Challenges in Data Warehouse Augmentation on Hadoop
Submitted by koteswara Vemu (@koteswara) on Saturday, 30 April 2016
Enterprises these days are finding value in moving their traditional data warehouses into augmented and historical data stores on Hadoop. This requires continuous data synchronisation between traditional data warehouses and data on Hadoop. It is also added advantage to maintain slow changing dimensions of data when it is ingested onto Hadoop from traditional database systems. Once this data is available on the Hadoop environment, it gets integrated with other downstream systems such as analytics layer. This talk discusses the challenges in data ingestion, continuous synchronisation and providing slow changing dimensions for incremental data.

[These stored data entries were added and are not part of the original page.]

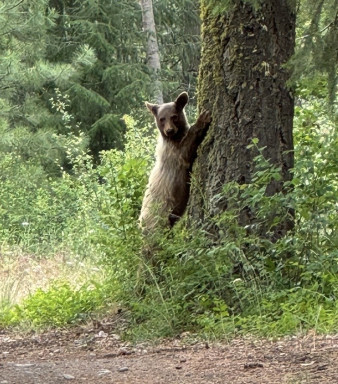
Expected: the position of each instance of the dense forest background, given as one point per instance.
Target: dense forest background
(76, 146)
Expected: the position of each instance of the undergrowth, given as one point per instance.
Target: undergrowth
(243, 283)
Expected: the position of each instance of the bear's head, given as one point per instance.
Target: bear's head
(170, 117)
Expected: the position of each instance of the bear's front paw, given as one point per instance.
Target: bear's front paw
(204, 118)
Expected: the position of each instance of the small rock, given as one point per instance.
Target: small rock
(68, 377)
(102, 334)
(103, 372)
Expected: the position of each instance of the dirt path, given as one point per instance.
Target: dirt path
(97, 356)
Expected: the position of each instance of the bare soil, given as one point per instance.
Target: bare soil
(97, 355)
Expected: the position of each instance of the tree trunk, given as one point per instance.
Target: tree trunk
(243, 81)
(153, 56)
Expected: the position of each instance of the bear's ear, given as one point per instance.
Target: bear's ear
(181, 101)
(153, 108)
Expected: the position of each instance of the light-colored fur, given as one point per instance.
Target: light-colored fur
(168, 181)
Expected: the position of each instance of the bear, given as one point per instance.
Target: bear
(168, 188)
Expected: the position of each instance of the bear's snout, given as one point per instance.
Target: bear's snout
(170, 131)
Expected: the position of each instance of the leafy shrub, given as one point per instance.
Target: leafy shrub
(60, 305)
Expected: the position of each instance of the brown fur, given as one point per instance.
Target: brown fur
(168, 188)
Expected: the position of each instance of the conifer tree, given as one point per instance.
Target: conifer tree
(243, 81)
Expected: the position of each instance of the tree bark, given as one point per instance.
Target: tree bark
(153, 56)
(243, 82)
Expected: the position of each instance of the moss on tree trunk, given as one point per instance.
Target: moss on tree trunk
(243, 81)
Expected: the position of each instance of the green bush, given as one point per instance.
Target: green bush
(58, 306)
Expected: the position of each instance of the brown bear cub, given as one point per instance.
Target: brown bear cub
(168, 188)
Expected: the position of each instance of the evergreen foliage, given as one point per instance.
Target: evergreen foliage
(69, 70)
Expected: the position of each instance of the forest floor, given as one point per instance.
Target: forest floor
(97, 355)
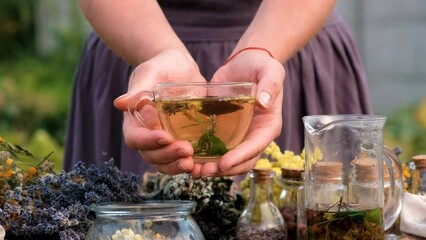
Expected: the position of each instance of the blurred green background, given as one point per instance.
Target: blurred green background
(40, 43)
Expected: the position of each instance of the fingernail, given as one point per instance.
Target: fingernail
(182, 153)
(265, 99)
(163, 141)
(181, 167)
(120, 97)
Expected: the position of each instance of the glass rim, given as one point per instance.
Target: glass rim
(143, 207)
(347, 117)
(208, 84)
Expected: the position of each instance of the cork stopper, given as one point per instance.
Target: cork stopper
(327, 172)
(420, 161)
(295, 174)
(262, 175)
(365, 169)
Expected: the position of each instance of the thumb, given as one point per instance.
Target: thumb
(122, 102)
(270, 85)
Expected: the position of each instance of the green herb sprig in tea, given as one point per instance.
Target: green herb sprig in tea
(207, 122)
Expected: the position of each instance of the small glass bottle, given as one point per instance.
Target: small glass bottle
(419, 175)
(261, 218)
(290, 201)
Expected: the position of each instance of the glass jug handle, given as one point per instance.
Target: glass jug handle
(393, 205)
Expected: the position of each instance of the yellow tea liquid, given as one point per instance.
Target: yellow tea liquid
(213, 125)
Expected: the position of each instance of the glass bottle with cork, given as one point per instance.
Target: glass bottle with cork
(261, 218)
(419, 175)
(291, 203)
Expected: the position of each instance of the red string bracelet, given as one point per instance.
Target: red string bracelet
(245, 49)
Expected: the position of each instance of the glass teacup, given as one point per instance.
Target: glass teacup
(213, 117)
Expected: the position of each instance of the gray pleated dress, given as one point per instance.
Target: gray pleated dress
(325, 77)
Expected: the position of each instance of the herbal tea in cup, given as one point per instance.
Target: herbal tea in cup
(213, 117)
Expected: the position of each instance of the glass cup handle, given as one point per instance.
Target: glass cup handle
(136, 105)
(393, 206)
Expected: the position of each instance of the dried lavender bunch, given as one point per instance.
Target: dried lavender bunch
(217, 210)
(57, 205)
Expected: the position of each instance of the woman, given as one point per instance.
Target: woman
(189, 40)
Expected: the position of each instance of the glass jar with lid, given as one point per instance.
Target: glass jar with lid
(261, 218)
(160, 220)
(290, 201)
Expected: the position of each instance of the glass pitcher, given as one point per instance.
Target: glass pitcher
(353, 183)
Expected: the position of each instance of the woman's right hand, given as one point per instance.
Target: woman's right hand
(155, 145)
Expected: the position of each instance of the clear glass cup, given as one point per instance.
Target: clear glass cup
(160, 220)
(213, 117)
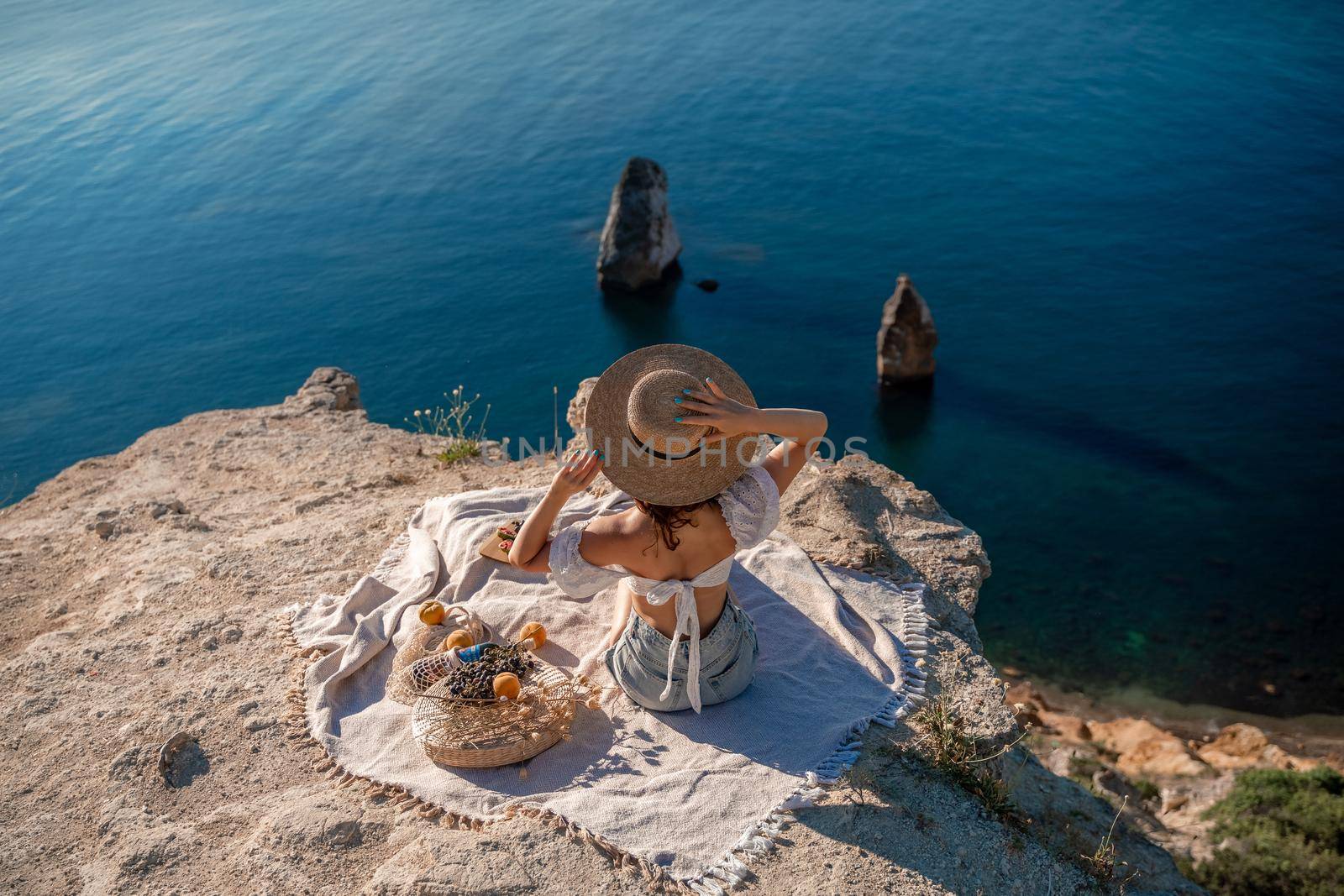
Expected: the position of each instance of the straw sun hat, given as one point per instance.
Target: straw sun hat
(632, 419)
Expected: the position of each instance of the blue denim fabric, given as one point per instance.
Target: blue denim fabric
(638, 661)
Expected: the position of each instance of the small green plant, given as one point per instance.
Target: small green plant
(956, 754)
(1101, 864)
(454, 423)
(1278, 833)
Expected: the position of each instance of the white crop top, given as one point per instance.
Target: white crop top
(750, 508)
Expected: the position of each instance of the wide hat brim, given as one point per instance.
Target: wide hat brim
(705, 470)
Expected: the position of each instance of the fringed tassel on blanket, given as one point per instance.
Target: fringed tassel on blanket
(732, 868)
(759, 839)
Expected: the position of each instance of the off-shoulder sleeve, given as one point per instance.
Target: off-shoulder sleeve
(577, 577)
(750, 506)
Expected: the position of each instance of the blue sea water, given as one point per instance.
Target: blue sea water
(1126, 217)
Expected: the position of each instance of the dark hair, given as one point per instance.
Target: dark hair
(667, 520)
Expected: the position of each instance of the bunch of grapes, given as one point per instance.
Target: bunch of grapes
(476, 680)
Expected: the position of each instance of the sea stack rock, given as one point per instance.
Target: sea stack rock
(907, 336)
(638, 242)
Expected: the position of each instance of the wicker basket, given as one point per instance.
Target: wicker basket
(425, 641)
(484, 734)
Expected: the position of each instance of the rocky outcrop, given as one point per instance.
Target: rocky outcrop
(906, 338)
(328, 389)
(1160, 782)
(118, 642)
(640, 244)
(578, 407)
(1242, 746)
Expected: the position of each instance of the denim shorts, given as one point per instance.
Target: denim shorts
(638, 661)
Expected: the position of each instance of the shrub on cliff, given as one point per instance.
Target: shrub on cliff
(1280, 832)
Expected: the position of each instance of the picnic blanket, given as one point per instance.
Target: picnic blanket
(689, 797)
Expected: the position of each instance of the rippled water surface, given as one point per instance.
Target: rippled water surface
(1126, 217)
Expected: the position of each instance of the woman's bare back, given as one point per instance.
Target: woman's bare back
(629, 540)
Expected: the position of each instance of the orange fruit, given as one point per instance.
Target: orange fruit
(537, 631)
(460, 638)
(507, 685)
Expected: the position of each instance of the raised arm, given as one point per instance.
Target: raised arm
(530, 547)
(801, 429)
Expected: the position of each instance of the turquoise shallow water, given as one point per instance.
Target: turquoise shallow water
(1126, 217)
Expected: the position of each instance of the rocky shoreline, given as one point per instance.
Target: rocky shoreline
(144, 591)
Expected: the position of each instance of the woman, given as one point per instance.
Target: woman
(675, 429)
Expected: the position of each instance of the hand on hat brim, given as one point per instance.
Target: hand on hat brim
(726, 416)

– Advantage of Data Warehousing on Hadoop – How to design a parallel and distributed data ingestion architecture – How to tune the system to achieve faster SLA – How to operate change data process at scale – Optimal data storage formats for downstream usages
koteswara is Principal Engineer in data ingestion team at Infoworks.io, an enterprise big data warehousing start up based out of the silicon valley. While working at infoworks.io he has designed a next generation enterprise module to ingest data into Hadoop, which is currently running in the premises of fortune clients of the organization. He has also spent his time as a Chief Engineer at Samsung and as a Lead Research Engineer at Siemens. He holds a masters degree in computer science from Indian Institute of Science Bangalore.